Outre ses conséquences économiques, la décision de prolonger la séance unique a fait des heureux, mais aussi des mécontents. « Le fait que cette décision a été prise comme mesure restrictive contre la propagation du coronavirus, est dérisoire », nous a lancé, Moufida, une mère de famille.

« Je prends les transports communs tous les jours ce qui m’expose quotidiennement aux risques de contracter le virus. Ce n’est pas en privant les citoyens de faire leur paperasse que nous allons lutter contre la pandémie. Il s’agit juste de vacances supplémentaires pour les employés de la fonction publique, qui travaillent déjà à un rythme lent et non productif au cours de l’année. Avec la régression de la situation économique du pays, et vu la qualité de service que reçoivent les Tunisiens, ce régime des horaires de l’été devrait être supprimé définitivement », propose-t-elle.
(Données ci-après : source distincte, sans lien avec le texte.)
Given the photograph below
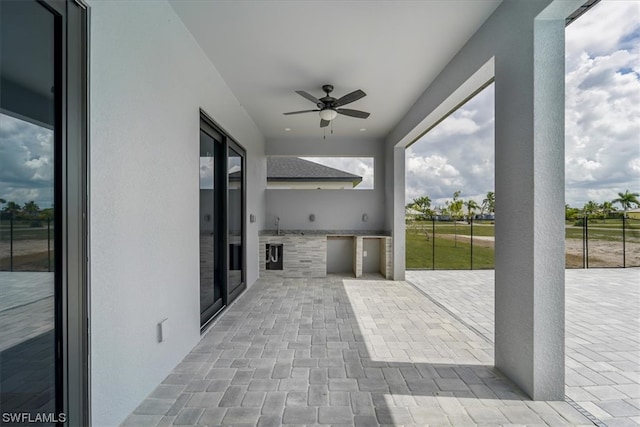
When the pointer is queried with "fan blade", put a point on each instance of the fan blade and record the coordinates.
(353, 113)
(299, 112)
(350, 97)
(309, 97)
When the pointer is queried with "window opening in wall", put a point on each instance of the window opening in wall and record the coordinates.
(449, 191)
(320, 173)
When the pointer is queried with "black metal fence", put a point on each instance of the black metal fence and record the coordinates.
(469, 245)
(601, 243)
(26, 244)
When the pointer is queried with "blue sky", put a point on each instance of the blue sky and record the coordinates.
(602, 128)
(602, 138)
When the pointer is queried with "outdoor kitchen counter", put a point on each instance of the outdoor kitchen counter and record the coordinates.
(303, 253)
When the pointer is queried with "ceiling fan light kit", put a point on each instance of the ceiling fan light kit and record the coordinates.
(328, 106)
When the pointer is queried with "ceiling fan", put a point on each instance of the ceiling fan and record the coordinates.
(328, 106)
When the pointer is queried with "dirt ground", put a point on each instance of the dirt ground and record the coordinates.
(23, 247)
(601, 253)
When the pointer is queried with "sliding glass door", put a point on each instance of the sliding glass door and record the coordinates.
(235, 215)
(43, 310)
(222, 236)
(30, 280)
(211, 223)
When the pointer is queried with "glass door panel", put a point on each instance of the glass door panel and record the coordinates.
(30, 279)
(235, 221)
(210, 227)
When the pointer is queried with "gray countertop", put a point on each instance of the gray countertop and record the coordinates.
(366, 233)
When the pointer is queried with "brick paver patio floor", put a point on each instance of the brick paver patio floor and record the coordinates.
(343, 352)
(602, 331)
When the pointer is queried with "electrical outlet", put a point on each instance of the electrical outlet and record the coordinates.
(162, 330)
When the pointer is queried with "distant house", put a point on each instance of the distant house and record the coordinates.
(296, 173)
(633, 213)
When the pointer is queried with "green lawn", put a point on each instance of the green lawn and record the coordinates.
(449, 255)
(24, 233)
(484, 228)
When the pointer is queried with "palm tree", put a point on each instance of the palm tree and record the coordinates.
(12, 208)
(605, 209)
(471, 207)
(489, 203)
(627, 200)
(590, 208)
(31, 209)
(423, 205)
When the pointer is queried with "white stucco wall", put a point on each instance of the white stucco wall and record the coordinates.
(148, 81)
(333, 209)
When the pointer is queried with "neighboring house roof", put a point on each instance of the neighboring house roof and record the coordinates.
(296, 169)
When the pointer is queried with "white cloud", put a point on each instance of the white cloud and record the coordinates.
(602, 137)
(26, 162)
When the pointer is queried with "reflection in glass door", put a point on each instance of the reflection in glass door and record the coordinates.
(235, 215)
(30, 171)
(211, 262)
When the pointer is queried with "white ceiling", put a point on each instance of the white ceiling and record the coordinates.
(267, 49)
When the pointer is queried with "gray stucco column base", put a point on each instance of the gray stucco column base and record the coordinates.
(529, 280)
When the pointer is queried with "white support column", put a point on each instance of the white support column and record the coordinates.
(529, 279)
(398, 213)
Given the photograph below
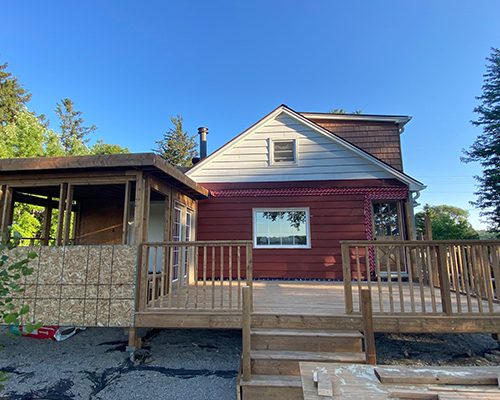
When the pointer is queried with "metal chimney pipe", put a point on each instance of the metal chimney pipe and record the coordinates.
(203, 132)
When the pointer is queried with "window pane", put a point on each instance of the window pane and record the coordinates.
(281, 228)
(284, 151)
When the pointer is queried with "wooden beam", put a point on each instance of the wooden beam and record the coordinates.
(60, 217)
(428, 226)
(126, 212)
(67, 213)
(7, 207)
(47, 221)
(346, 276)
(246, 334)
(369, 335)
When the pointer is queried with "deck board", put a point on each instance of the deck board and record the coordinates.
(312, 297)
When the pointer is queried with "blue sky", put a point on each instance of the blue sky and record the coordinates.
(130, 65)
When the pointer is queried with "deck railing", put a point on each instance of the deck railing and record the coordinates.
(195, 275)
(423, 277)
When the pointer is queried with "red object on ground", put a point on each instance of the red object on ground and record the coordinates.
(45, 332)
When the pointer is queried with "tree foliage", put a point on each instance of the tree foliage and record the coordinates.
(13, 269)
(447, 222)
(486, 147)
(74, 134)
(177, 146)
(13, 97)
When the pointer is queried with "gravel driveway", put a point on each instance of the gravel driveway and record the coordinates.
(174, 364)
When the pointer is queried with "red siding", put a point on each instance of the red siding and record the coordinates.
(332, 218)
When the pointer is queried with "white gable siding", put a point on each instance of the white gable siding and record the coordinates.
(319, 158)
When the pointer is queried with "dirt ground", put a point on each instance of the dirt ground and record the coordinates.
(183, 364)
(450, 349)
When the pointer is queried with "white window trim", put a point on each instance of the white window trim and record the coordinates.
(273, 246)
(283, 163)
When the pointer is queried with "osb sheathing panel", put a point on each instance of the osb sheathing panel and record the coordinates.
(80, 285)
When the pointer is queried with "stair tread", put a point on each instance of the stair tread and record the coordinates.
(307, 332)
(307, 356)
(273, 380)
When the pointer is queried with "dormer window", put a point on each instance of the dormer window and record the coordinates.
(283, 152)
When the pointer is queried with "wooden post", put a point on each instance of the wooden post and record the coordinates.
(7, 207)
(246, 334)
(409, 220)
(60, 217)
(428, 226)
(249, 272)
(444, 280)
(138, 209)
(366, 313)
(126, 211)
(47, 220)
(346, 275)
(67, 213)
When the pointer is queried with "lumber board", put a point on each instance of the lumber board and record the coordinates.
(438, 375)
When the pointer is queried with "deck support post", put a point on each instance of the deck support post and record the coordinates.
(369, 335)
(346, 276)
(246, 324)
(444, 280)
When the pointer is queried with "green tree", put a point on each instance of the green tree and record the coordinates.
(13, 97)
(343, 111)
(447, 223)
(27, 135)
(486, 147)
(177, 146)
(14, 268)
(74, 134)
(101, 148)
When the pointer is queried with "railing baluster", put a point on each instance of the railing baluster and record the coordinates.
(238, 255)
(487, 277)
(418, 256)
(358, 272)
(409, 266)
(465, 268)
(213, 277)
(153, 285)
(477, 278)
(222, 277)
(204, 276)
(196, 255)
(400, 281)
(432, 274)
(368, 270)
(170, 274)
(455, 277)
(389, 278)
(379, 279)
(230, 276)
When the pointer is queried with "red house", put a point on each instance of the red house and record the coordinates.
(298, 183)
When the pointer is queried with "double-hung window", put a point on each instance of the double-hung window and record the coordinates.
(283, 152)
(281, 228)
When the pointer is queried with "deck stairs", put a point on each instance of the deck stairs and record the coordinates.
(277, 351)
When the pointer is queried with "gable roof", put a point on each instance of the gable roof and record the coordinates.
(412, 183)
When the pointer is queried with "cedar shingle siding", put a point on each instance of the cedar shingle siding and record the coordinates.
(378, 138)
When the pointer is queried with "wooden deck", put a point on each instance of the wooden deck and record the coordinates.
(321, 300)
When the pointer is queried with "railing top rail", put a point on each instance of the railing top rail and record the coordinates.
(201, 243)
(419, 242)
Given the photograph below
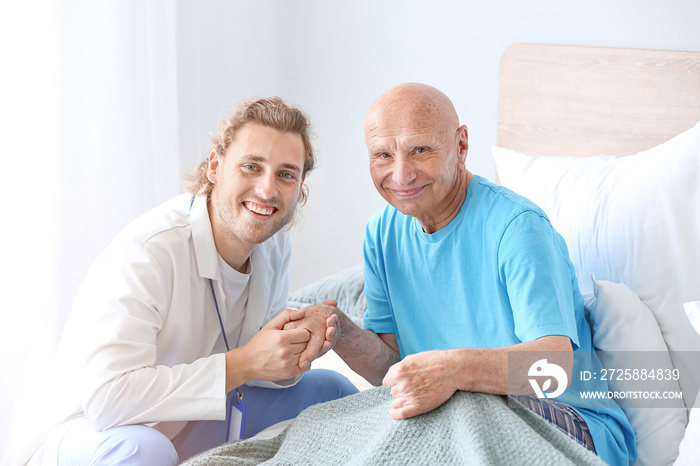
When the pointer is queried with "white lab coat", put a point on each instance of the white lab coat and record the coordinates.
(137, 347)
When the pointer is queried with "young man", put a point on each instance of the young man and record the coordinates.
(179, 325)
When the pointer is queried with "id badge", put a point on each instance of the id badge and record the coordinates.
(236, 416)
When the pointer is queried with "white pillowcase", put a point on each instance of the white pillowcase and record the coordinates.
(622, 324)
(632, 220)
(689, 449)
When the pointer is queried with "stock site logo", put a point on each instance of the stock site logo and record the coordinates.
(542, 368)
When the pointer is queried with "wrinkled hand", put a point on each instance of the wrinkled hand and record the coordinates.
(273, 353)
(419, 383)
(323, 325)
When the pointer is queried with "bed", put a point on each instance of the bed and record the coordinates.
(607, 142)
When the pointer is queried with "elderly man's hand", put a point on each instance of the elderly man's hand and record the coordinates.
(420, 383)
(323, 325)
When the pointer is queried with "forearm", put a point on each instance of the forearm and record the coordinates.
(364, 351)
(158, 393)
(486, 369)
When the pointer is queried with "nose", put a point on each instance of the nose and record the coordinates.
(266, 186)
(403, 172)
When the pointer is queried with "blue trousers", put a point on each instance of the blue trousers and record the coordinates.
(142, 445)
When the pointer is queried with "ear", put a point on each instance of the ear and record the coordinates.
(463, 142)
(213, 167)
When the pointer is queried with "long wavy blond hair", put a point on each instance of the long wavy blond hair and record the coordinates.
(272, 112)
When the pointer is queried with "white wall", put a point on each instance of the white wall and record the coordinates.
(335, 58)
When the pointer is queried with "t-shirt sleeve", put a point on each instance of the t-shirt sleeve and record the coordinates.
(378, 317)
(537, 274)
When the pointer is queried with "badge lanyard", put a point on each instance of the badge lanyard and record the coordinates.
(235, 401)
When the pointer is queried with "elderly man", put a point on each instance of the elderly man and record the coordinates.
(177, 334)
(459, 273)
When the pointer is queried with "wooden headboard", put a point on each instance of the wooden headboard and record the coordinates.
(582, 101)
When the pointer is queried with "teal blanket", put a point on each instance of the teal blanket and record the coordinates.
(471, 428)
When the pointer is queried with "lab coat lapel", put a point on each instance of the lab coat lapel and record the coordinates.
(258, 293)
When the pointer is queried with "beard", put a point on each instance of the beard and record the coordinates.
(247, 229)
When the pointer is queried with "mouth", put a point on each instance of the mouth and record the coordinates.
(407, 193)
(264, 210)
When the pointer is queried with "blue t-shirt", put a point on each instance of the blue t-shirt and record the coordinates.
(498, 274)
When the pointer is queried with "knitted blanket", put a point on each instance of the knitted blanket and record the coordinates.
(471, 428)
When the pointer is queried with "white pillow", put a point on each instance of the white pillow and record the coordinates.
(689, 449)
(632, 220)
(622, 324)
(692, 311)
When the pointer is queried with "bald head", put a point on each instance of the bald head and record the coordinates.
(417, 153)
(411, 103)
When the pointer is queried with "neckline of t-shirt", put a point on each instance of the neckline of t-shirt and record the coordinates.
(454, 223)
(230, 274)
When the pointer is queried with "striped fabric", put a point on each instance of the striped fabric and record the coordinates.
(563, 417)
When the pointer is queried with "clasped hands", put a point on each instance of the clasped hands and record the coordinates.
(286, 345)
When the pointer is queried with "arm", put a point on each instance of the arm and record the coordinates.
(272, 354)
(138, 367)
(421, 382)
(367, 353)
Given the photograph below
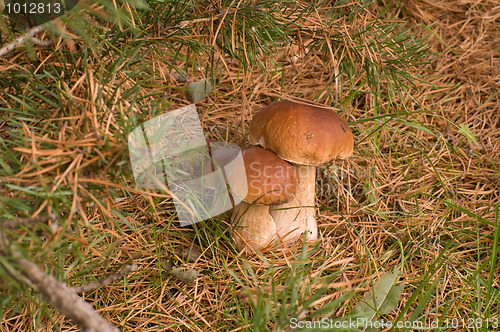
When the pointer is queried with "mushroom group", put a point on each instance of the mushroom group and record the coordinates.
(270, 181)
(305, 136)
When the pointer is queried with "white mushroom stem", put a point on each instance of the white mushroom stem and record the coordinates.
(253, 226)
(292, 219)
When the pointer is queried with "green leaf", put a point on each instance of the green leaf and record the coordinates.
(465, 130)
(383, 298)
(199, 90)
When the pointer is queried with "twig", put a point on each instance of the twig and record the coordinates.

D’après son avis, cette décision aura l’effet contraire, des files d’attente interminables devant les municipalités, dans les locaux des recettes des finances, et les postes… « Sans parler de l’encombrement dans les espaces de services et des embouteillages ».

Alors que ces services fermeront leurs portes à 14h, un autre médecin urologue nous a confié qu’il n’arrivera pas en ce début mois à déposer ces déclarations fiscales mensuelles. « Je termine mes consultations à 13h. Une heure ne sera pas suffisantes pour me déplacer au centre-ville, là où sont concentrés tous les services dont j’ai besoin. J’attendrai donc la reprise de la double séance pour pouvoir faire mes papiers tranquillement ».

Pour Ines, une autre mère de famille qui travaille au privé, elle profitait d’habitude de sa pause-déjeuner entre midi et deux, pour préparer les papiers d’inscription de ses fils à l’école, à l’approche de la rentrée. « J’ai un extrait de naissance à fournir, des timbres à acheter de la poste ; mon mari a aussi des papiers à légaliser. Un rythme infernal nous attend, vu que l’obtention des autorisations de sortie de travail avant l’heure habituel, ne sont pas faciles à obtenir, notamment en cette période de reprise professionnelle aussi ».

Karim, un restaurateur au centre-ville de Tunis comptait sur cette période pour reprendre ses activités. « D’habitude, le secteur des cafetiers et des restaurants comptent sur le retour des employés de la fonction publique des congés, pour qu’ils viennent déjeuner à partir de midi. Maintenant, ces clients vont pouvoir rentrer tôt avec la prolongation des horaires de l’été. Nous serons contraints d’attendre la rentrée scolaire pour rattraper nos pertes, surtout que l’été est considéré comme une période creuse pour les restaurants du centre-ville, désertés depuis le mois de juin ».

Il y a ceux, néanmoins, que cette décision a réjoui, y percevant une occasion pour prolonger leurs vacances et bien préparer la rentrée des enfants.